A combination of station, satellite and reanalysis datasets over the past 30 years (1981 to 2010) are used to identify changes in surface temperature and its relationship to land use and land cover (LULC). The identification of LULC forced changes is based on the widely used observation minus reanalysis (OMR) technique. To characterize the change in temperature, we have used measurements of daily mean, maximum and minimum temperature at 29 stations (Fig.  1a and Table  S3 ). In addition, we have also used daily gridded datasets from IMD 61 , 62 and University of Delaware 63 to explore the spatial patterns of temperature changes. The University of Delaware gridded mean temperature datasets were developed using surface measurements such as those from Global Historical Climate Network 64 , 65 (GHCN).
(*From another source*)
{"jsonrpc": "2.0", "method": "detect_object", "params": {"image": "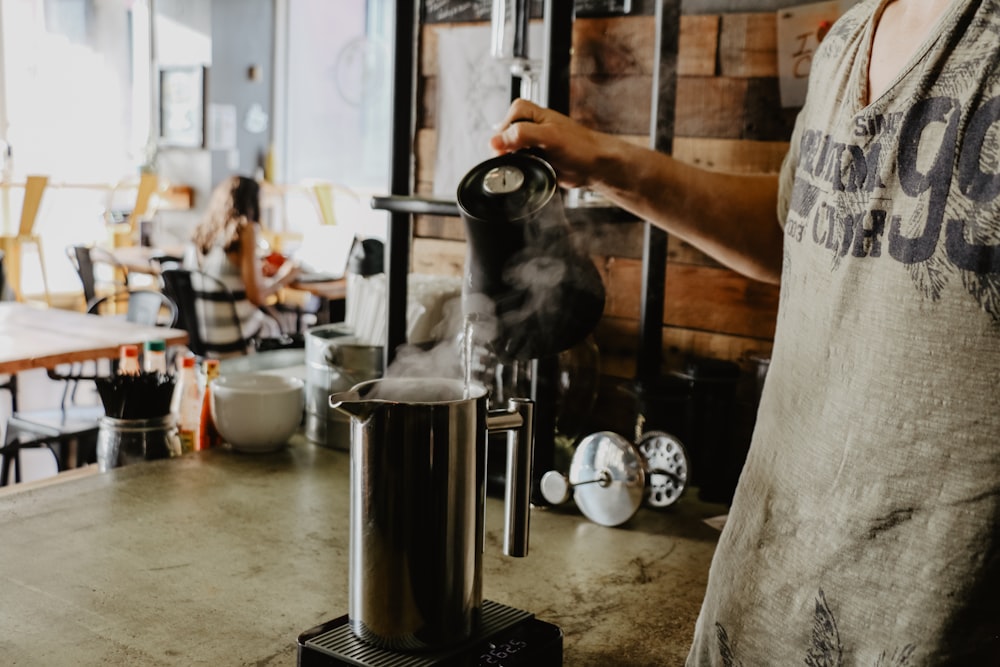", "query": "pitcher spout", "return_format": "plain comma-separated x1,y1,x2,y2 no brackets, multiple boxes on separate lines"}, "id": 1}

330,388,370,417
We have used NCEP-NCAR Reanalysis-1 (NNR) surface temperature datasets 66 primarily for the calculation of OMR.

The land use classification and their change is inferred from the Indian Remote Sensing Satellite (IRS) satellite Resourcesat-1 (P6), Advanced Wide Field Sensor (AWiFS) derived gridded datasets (from ISRO’s Bhuvan data portal, https://bhuvan.nrsc.gov.in/ ) for the period 2004 and 2010. This is a gridded product developed and validated for use with mesoscale models 67 for regional climate applications specifically over India. In addition, the topography dataset was obtained from National Geophysical Data Center (NGDC), NOAA to identify stations suitable for OMR analysis. This dataset was generated from the best available datasets which were further evaluated and edited before Digital Elevation Model (DEM) generation 68 .

The sensible and latent heat flux datasets from NCEP Climate Forecast System Version 2 (CFS v2) were used to detect changes in surface energy exchange. The NCEP CFS v2 is a consistent and stably calibrated forecast product. It provides a continuity of the climate data record with predictability of seasonal and sub-seasonal scale features 69 . The NDVI dataset were obtained from MODIS–Terra (MOD13C2) to determine changes in green vegetation cover. The MOD13C2 is derived using atmospherically corrected cloud free surface reflectance observations. Additional details about these datasets, their spatial and temporal resolution and period of observation are provided in Table  S4 (Supplementary Information).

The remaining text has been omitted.